Sortilin is involved multilaterally in the development of atherosclerosis. Here, we examine the release of soluble sortilin (sSortilin) from platelets and assess the association between circulating levels of sSoritlin and atherothrombosis such as coronary artery disease (CAD).
sSortilin levels measured in healthy subjects were higher in serum than in plasma (38.4 ± 8.7 vs. 15.8 ± 2.9 ng/mL; p < 0.0001). Platelets were shown to contain both membrane-bound sortilin and its soluble form lacking the cytoplasmic tail. Stimulation of platelet-rich plasma with collagen induced sSortilin release concomitantly with platelet aggregation, and the release was suppressed by aspirin. In clinical evaluation, plasma sSortilin was detected at significantly higher levels in cardiovascular risk patients with hypertension, dyslipidemia, and/or diabetes without CAD (non-CAD, 18.7 ± 3.3 ng/mL) than in patients with CAD under aspirin therapy (17.1 ± 3.6 ng/mL; p < 0.01) or in healthy controls (16.8 ± 2.9 ng/mL; p < 0.01). In these patients, plasma sSortilin levels were significantly correlated with platelet counts (rs = 0.33; p = 0.0085) and showed significant positive associations with cardiovascular risk factors: low-density lipoprotein cholesterol (rs = 0.37; p = 0.0023), triglycerides (rs = 0.28; p = 0.023), and serum uric acid (rs = 0.30; p = 0.017) in non-CAD, and γ-glutamyltransferase (rs = 0.43; p = 0.020) and high-sensitivity C-reactive protein (rs = 0.33, p = 0.0022) in CAD.
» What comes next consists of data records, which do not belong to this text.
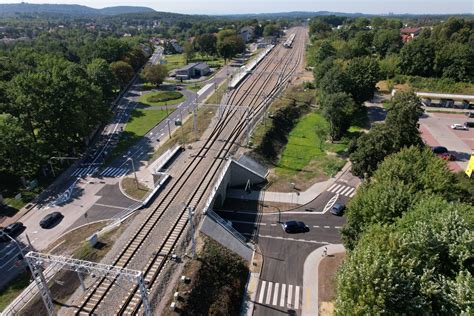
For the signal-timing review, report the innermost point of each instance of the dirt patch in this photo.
(68, 243)
(256, 206)
(65, 283)
(134, 189)
(326, 276)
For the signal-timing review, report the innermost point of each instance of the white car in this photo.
(459, 126)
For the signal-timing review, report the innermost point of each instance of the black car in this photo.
(337, 209)
(13, 230)
(295, 227)
(439, 149)
(51, 219)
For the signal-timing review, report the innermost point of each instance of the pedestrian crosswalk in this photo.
(111, 172)
(283, 295)
(84, 171)
(114, 172)
(342, 189)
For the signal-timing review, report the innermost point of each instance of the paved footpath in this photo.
(311, 277)
(300, 198)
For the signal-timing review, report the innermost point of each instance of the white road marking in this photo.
(295, 240)
(297, 297)
(275, 294)
(262, 290)
(269, 293)
(282, 295)
(290, 294)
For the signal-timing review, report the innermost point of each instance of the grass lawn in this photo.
(177, 61)
(8, 294)
(130, 187)
(174, 61)
(204, 119)
(195, 87)
(162, 98)
(305, 147)
(140, 123)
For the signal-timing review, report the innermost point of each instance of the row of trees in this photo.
(343, 88)
(50, 104)
(226, 43)
(446, 50)
(409, 239)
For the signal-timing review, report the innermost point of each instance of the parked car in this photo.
(338, 209)
(51, 219)
(439, 149)
(13, 230)
(295, 227)
(447, 157)
(469, 124)
(459, 126)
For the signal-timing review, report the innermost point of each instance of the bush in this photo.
(164, 96)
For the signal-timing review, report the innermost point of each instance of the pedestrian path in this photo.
(84, 171)
(342, 189)
(114, 172)
(276, 294)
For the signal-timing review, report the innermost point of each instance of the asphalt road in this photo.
(280, 290)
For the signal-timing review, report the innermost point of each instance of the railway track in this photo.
(230, 126)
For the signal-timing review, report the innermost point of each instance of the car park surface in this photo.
(436, 131)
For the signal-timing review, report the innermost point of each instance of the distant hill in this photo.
(68, 9)
(294, 14)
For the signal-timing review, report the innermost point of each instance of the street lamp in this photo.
(17, 244)
(134, 171)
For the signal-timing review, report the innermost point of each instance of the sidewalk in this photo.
(311, 278)
(300, 198)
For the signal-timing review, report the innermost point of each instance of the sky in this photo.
(267, 6)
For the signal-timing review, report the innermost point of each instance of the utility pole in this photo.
(134, 171)
(191, 224)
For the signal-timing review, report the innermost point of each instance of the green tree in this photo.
(207, 44)
(335, 80)
(400, 130)
(417, 57)
(100, 74)
(402, 120)
(337, 108)
(230, 46)
(270, 30)
(363, 74)
(135, 58)
(155, 74)
(455, 61)
(188, 50)
(387, 42)
(418, 265)
(18, 150)
(324, 51)
(399, 182)
(123, 72)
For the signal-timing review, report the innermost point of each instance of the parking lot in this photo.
(436, 131)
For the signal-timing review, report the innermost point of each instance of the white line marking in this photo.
(282, 295)
(269, 293)
(275, 294)
(296, 240)
(290, 294)
(262, 290)
(340, 189)
(345, 191)
(350, 191)
(297, 297)
(336, 188)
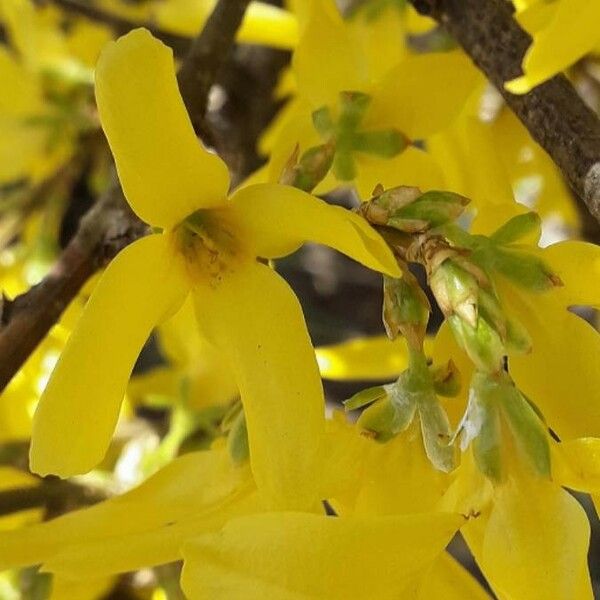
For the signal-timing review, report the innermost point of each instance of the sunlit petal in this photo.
(253, 317)
(77, 414)
(165, 172)
(295, 556)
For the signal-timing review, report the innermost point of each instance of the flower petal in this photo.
(366, 358)
(276, 371)
(578, 266)
(409, 101)
(563, 384)
(78, 411)
(536, 543)
(571, 34)
(194, 494)
(291, 556)
(451, 581)
(281, 218)
(164, 170)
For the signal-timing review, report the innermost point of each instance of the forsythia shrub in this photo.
(475, 417)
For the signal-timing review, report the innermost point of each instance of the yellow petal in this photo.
(276, 371)
(290, 556)
(164, 170)
(366, 358)
(407, 98)
(570, 35)
(78, 411)
(196, 493)
(576, 464)
(411, 167)
(281, 218)
(449, 580)
(578, 266)
(561, 374)
(262, 24)
(536, 543)
(77, 589)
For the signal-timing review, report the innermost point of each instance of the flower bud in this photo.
(447, 380)
(306, 173)
(482, 343)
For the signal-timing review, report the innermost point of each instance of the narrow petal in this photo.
(165, 172)
(254, 318)
(563, 383)
(578, 266)
(366, 358)
(78, 411)
(293, 556)
(410, 102)
(195, 494)
(411, 167)
(536, 543)
(570, 35)
(281, 218)
(327, 60)
(449, 580)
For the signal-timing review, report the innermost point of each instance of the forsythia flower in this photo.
(563, 32)
(362, 101)
(208, 247)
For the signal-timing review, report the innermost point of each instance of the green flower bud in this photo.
(525, 270)
(306, 173)
(405, 309)
(365, 397)
(436, 208)
(237, 440)
(482, 343)
(528, 224)
(529, 433)
(447, 380)
(387, 417)
(437, 435)
(456, 291)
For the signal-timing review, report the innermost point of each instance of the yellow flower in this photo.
(569, 31)
(361, 95)
(262, 24)
(208, 246)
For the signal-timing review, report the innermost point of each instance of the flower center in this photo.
(211, 243)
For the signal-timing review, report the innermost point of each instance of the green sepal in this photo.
(364, 397)
(525, 270)
(517, 228)
(385, 418)
(437, 208)
(385, 144)
(530, 434)
(482, 343)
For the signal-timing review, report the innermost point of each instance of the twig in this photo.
(110, 225)
(47, 494)
(207, 56)
(180, 44)
(556, 117)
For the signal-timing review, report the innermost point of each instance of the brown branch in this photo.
(556, 117)
(207, 56)
(48, 494)
(110, 225)
(120, 26)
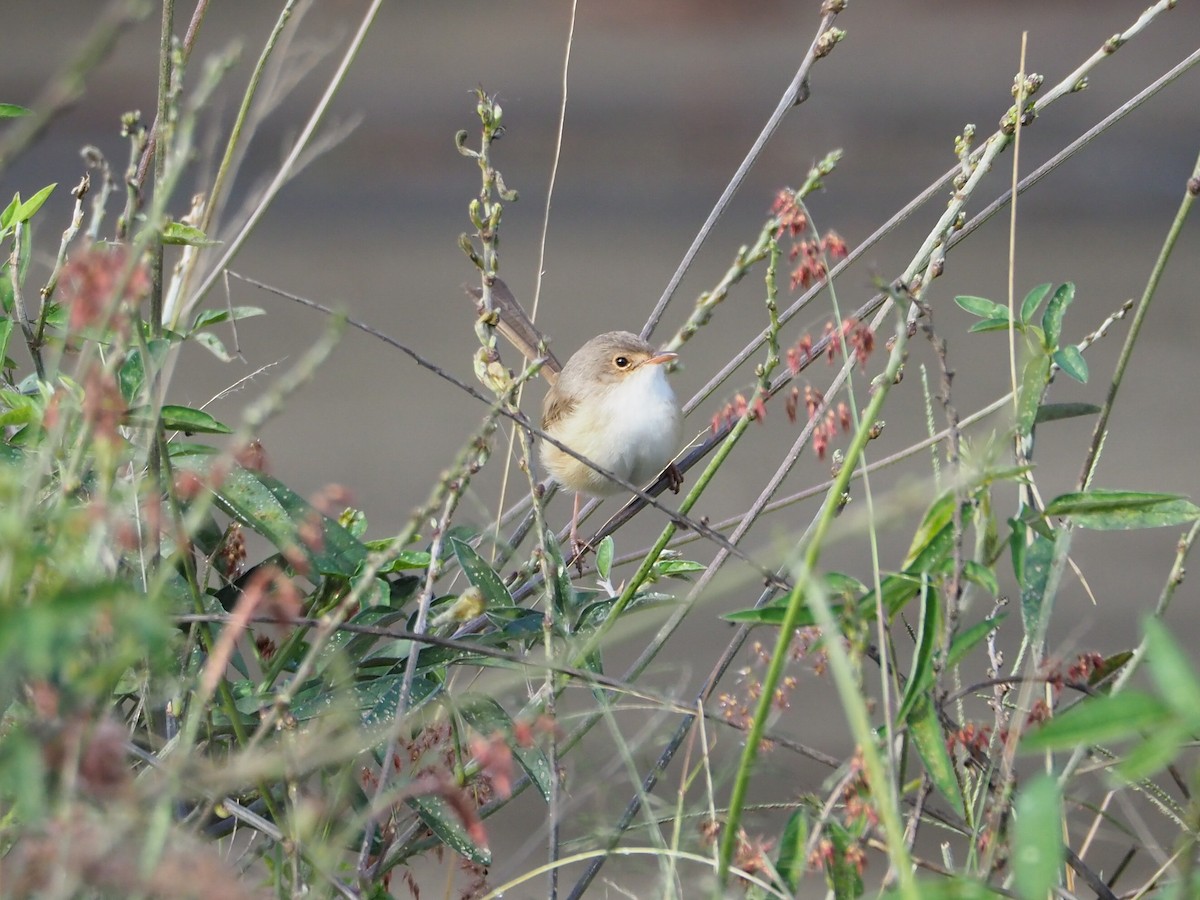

Elevated plasma sSortilin levels may be associated with in vivo platelet activation and could be a risk factor for atherothrombosis.
sortilin在动脉粥样硬化的发展过程中具有多方面的作用。在此,我们研究血小板中可溶性sortilin(sSortilin)的释放情况,并评估循环中sSoritlin水平与动脉粥样硬化血栓形成(如冠状动脉疾病(CAD))之间的关联。
健康受试者血清中的sSortilin水平高于血浆(38.4±8.7对15.8±2.9 ng/mL;p<0.0001)。血小板中既含有膜结合型sortilin,也含有缺乏细胞质尾的可溶性形式。用胶原蛋白刺激富含血小板的血浆会诱导sSortilin释放,同时伴随着血小板聚集,而阿司匹林可抑制这种释放。在临床评估中,未患CAD的高血压、血脂异常和/或糖尿病心血管风险患者(非CAD,18.7±3.3 ng/mL)血浆中sSortilin的检测水平显著高于接受阿司匹林治疗的CAD患者(17.1±3.6 ng/mL;p<0.01)或健康对照者(16.8±2.9 ng/mL;p<0.01)。在这些患者中,血浆sSortilin水平与血小板计数显著相关(rs=0.33;p=0.0085),并且与心血管风险因素呈显著正相关:在非CAD患者中与低密度脂蛋白胆固醇(rs=0.37;p=0.0023)、甘油三酯(rs=0.28;p=0.023)和血清尿酸(rs=0.30;p=0.由017)相关,在CAD患者中与γ-谷氨酰转移酶(rs=0.43;p=0.020)和高敏C反应蛋白(rs=0.33,p=0.0022)相关。
血浆sSortilin水平升高可能与体内血小板活化有关,并且可能是动脉粥样硬化血栓形成的一个风险因素。